In September 2019, 40,000 Bay Area youth joined millions globally to Strike for Climate. Young people from organizations like Sunrise Bay Area and Youth vs. Apocalypse have re-framed the movement as a struggle for our own survival, openly naming capitalism and colonialism as enemies. DSA and YDSA participated, but lacked direct action capacity and community relationships necessary to articulate our politics, to effectively combat neoliberal and ecofascist ideology, and to nurture formations organizing around collective class demands. Next time, we should be more prepared. We should have direct action teams ready to coordinate DSA members in nonviolent resistance, strong relationships with organizations and organic leaders in our community, and a well articulated political message that builds solidarity in struggle against systems that oppress us and destroy our planet.

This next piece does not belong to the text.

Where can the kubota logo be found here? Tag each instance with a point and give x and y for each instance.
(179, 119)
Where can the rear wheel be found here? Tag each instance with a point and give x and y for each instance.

Just as we cannot call for a general strike, we cannot simply demand that the climate strikes take on the mass, militant character necessary to win. Recently, climate politics have been more about lobbyists “greening” Joe Biden than about mass participation. But we could not have predicted that one Swedish girl sitting out of school in 2018 would lead to millions marching in 2019, and we could not have predicted that the murder of George Floyd would be the catalyst for months of sustained uprisings this summer. We should continue to build DSA’s capacity and relationships as described in proposal #6 so that we are ready to support these movements’ most radical working class demands at each stage of the process. 

I urge you all to support Priorities Resolution Proposal #6, to Center Mass Movements, and Priorities Resolution Proposal #8, Green New Deal at East Bay DSA’s 2020 convention.